Zu Beginn liest sich dieses sehr schön, in den französischen Nationalfarben, gestaltete Sachbuch eher wie ein Roman. Ich bin tief in das Pariser Lebensgefühl eingetaucht. Wenn auch einen marginal kleinen, aber sehr passenden Einblick gewährt das Schwarzweißfoto des Covers. Dennoch ist das Leben während des Weltkrieges und in der Nachkriegszeit nicht nur Eitel Sonnenschein, sondern auch gekennzeichnet durch Entbehrungen, Hunger und Kälte, sowie durch politische Emanzipation der Intellektuellen als dritte Kraft neben den Gaullisten und den Kommunisten. Da Agnès Poirier sehr detailliert auf die magischen Jahre von Paris eingeht, entstehen in der zweiten Buchhälfte Längen, die kleinteiligeres Lesen provozieren. Der Lesefluss wird somit etwas ausgebremst.
Dennoch bin ich begeistert von der Offenheit der Protagonisten, von dem Ausleben ihrer Sexualität, ihrer damit einhergehenden Beziehungsflexibilität und der Fortschrittlichkeit ihrer Gedankenwelt. Ihre Erkenntnisse belegt Agnès Poirier mit zahlreichen Zitaten, wodurch das Sachbuch sehr glaubwürdig und perfekt recherchiert erscheint.
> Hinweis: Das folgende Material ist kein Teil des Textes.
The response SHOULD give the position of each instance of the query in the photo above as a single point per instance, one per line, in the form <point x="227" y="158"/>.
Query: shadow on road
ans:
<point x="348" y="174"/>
Besonders gut gefallen hat mir aus „Frauen und Mythen“ von Simone de Beauvoir: „Die Frau ist ‚zugleich Eva und die Jungfrau Maria. Sie ist Idol und Dienerin, Quelle des Lebens und Macht der Finsternis; sie ist das elementare Schweigen der Wahrheit und ist Arglist, Geschwätz und Lüge; sie ist Heilerin und Hexe, sie ist die Beute des Mannes und sein Verderben, sie ist alles, was er nicht ist und was er haben will, seine Negation und sein Seinsgrund.‘“ (S. 352). Simone de Beauvoir hat mich auch insgesamt am meisten beeindruckt.
„An den Ufern der Seine“ hat mir trotz kleiner Schwächen im Sinne des Leseflusses sehr gut gefallen. Gern empfehle ich dieses Sachbuch weiter.